I have a service account that Terraform uses to manage my cloud resources (let's call it resource-manager-sa). I want it to be able to create/edit/delete other service accounts, but I don't want it to elevate its own permissions.
I know I could use google_service_account_iam_member (as I have seen in other StackOverflow question) to allow access to other service accounts e.g.
resource "google_service_account_iam_member" "admin-account-iam" {
service_account_id = google_service_account.resource_manager_sa.name
role = "roles/iam.serviceAccountUser"
member = "serviceAccount:${google_service_account.other_sa.email}"
}
but that would require me to define all service accounts that I want the resource-manager-sa to manage. Instead I wanted to add access to all service accounts by default, but only disable access to itself (so that when I create new service accounts, I know Terraform will be able to manage them).

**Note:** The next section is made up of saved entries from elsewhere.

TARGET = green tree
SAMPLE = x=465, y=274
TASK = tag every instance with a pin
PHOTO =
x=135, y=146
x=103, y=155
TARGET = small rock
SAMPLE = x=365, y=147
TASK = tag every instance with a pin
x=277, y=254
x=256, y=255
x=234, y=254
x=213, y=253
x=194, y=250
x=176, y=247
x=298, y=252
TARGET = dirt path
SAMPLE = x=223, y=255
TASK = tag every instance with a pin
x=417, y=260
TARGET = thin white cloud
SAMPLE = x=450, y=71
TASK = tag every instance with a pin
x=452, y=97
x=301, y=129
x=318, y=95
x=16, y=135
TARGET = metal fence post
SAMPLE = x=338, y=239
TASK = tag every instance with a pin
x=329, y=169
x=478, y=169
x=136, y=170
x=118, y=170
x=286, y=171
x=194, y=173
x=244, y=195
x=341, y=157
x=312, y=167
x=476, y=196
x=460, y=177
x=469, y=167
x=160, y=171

My initial idea was to use IAM conditions, something like (it's not going to work):
resource "google_project_iam_member" "service-account" {
project = var.project
role = "roles/iam.serviceAccountAdmin"
member = "serviceAccount:${google_service_account.resource-manager-sa.email}"
condition {
title = "Cannot manage itself"
expression = "!resource.name.startsWith('resource-manager-sa@')"
}
}
However, I couldn't find anything that suggest that this is possible in the documentation: https://cloud.google.com/iam/docs/conditions-resource-attributes
Is something like this achievable, and also is something like this recommendable or would you consider it a bad practice?